LES CONSULTATIONS "PAR TRANCHES" INTERDITES PAR LE TRIBUNAL JUDICIAIRE DE PARIS
- Sébastien LAGOUTTE

- 3 juin 2025
- 3 min de lecture
Le CSE doit être informé et consulté sur l’ensemble d’un projet dès sa première phase… surtout quand les travaux sont déjà planifiés ! Dans une décision rendue le 18 mars 2025, le juge des référés du Tribunal judiciaire de Paris a ordonné à France Télévisions de suspendre la mise en œuvre de travaux de réaménagement tant que le CSE n’aura pas été régulièrement consulté sur l’ensemble du projet de transformation des régies. Le tribunal rappelle ainsi avec pédagogie les fondements du droit à une consultation utile du CSE.

Les faits
France Télévisions avait lancé un vaste projet de transformation de ses régies au sein de son siège. Baptisé projet « Genesys », celui-ci prévoyait :
L’adoption d’une nouvelle technologie IP 2110,
La création d’un “hub” technique regroupant régies et plateaux,
Un réaménagement en profondeur des espaces de travail.
Ce projet s’inscrivait dans une évolution majeure des méthodes de production audiovisuelle.
La procédure
La direction a choisi de scinder la consultation du CSE en deux étapes :
Une première phase portant uniquement sur les travaux d’aménagement (construction du local technique, câblage, régie provisoire, etc.).
Une seconde phase, à venir, censée porter sur les impacts du projet sur les conditions de travail, l’organisation du travail, les postes, etc.
Le CSE du siège a immédiatement contesté cette méthode. Il a considéré que le projet était global, et que cette séparation entre “travaux” et “organisation du travail” était artificielle.
Le CSE a donc saisi le juge des référés en urgence, le 5 décembre 2024, pour obtenir :
La suspension immédiate des travaux de la phase 1,
L’obligation pour France Télévisions d’informer et consulter le CSE sur l’ensemble du projet,
Une astreinte financière en cas de non-respect.
La question de droit
Un employeur peut-il procéder à la consultation du CSE par morceaux, en limitant d’abord la présentation à une partie technique du projet, et en reportant l’étude des conséquences sociales à une phase ultérieure ? Autrement dit : le "saucissonnage" d’un projet complexe est-il légal quand il prive le CSE de sa capacité à rendre un avis éclairé ?
La décision de justice
Le Tribunal Judiciaire de Paris a donné raison au CSE :
Il constate que les travaux de la phase 1 ne sont que la conséquence des choix d’organisation et de production non encore soumis à consultation.

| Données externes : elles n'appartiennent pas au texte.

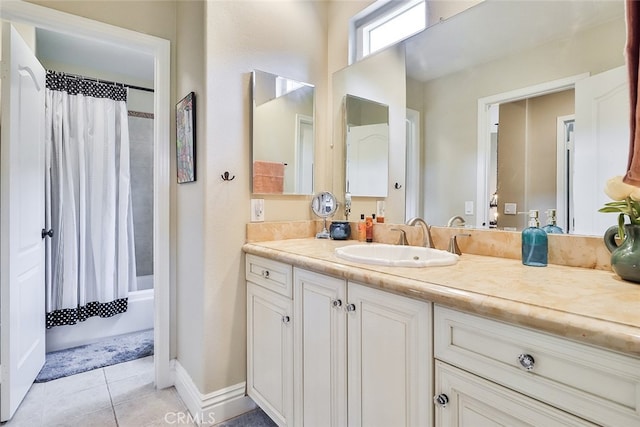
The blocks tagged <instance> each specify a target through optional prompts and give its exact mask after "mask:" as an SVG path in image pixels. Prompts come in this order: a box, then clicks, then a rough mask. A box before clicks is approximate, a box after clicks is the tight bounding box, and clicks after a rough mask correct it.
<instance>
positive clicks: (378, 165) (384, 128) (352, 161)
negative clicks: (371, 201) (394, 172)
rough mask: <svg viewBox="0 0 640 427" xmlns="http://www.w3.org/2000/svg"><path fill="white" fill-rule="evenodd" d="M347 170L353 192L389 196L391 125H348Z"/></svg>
mask: <svg viewBox="0 0 640 427" xmlns="http://www.w3.org/2000/svg"><path fill="white" fill-rule="evenodd" d="M346 169H347V172H346V175H347V177H346V179H347V187H348V188H349V191H350V192H351V194H354V195H356V196H371V197H376V196H377V197H387V190H388V188H387V187H388V183H389V125H387V124H386V123H379V124H375V125H363V126H350V127H349V128H348V130H347V167H346Z"/></svg>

Il rappelle qu’un projet doit être soumis à consultation dans sa globalité, et avant tout commencement d’exécution.
Il juge que la première décision évoquée par l’employeur (les travaux) dépend de la seconde (la transformation de l’organisation du travail).
Le tribunal écarte l’argument d’un "projet complexe à décisions échelonnées" : ici, les étapes sont liées et inséparables.
Le juge relève donc un trouble manifestement illicite du fait de l’absence de consultation globale, et ordonne :
La suspension des travaux engagés,
La mise en œuvre d’une seule et même consultation sur l’ensemble du projet (phases 1 et 2),
Une astreinte de 1 500 € par infraction, pendant 6 mois.
Cette décision illustre parfaitement le principe fondamental de la consultation du CSE : elle doit être utile, sincère et permettre un vrai dialogue social. Cela suppose que les élus soient consultés avant toute décision irréversible.
Le juge rappelle qu’une information partielle ou segmentée n’a aucun effet utile, et qu’elle vide de son sens le droit du CSE à formuler un avis éclairé.
Il s’appuie notamment sur :
L’article L. 2312-8 du Code du travail,
L’article 4 de la directive européenne 2002/14/CE,
Une jurisprudence constante sur l'effet utile de la consultation (Cass. soc. 12 nov. 1997, 9 juin 2021, 27 nov. 2024).
En clair : la consultation ne peut pas être un simple habillage juridique post-décision, elle doit précéder toute mise en œuvre.
Élus du personnel :
Exigez une consultation complète sur tous les aspects d’un projet : techniques, économiques, sociaux, organisationnels, environnementaux.
Refusez les consultations « par étapes » quand elles empêchent de comprendre le sens global d’un projet.
N’hésitez pas à saisir le juge des référés si la direction tente de passer en force.
Cette décision est un signal fort : les droits d’expression et de vigilance du CSE ne peuvent pas être contournés sous prétexte de phasage technique. Elle doit inspirer la stratégie de tous les CSE confrontés à des projets de transformation.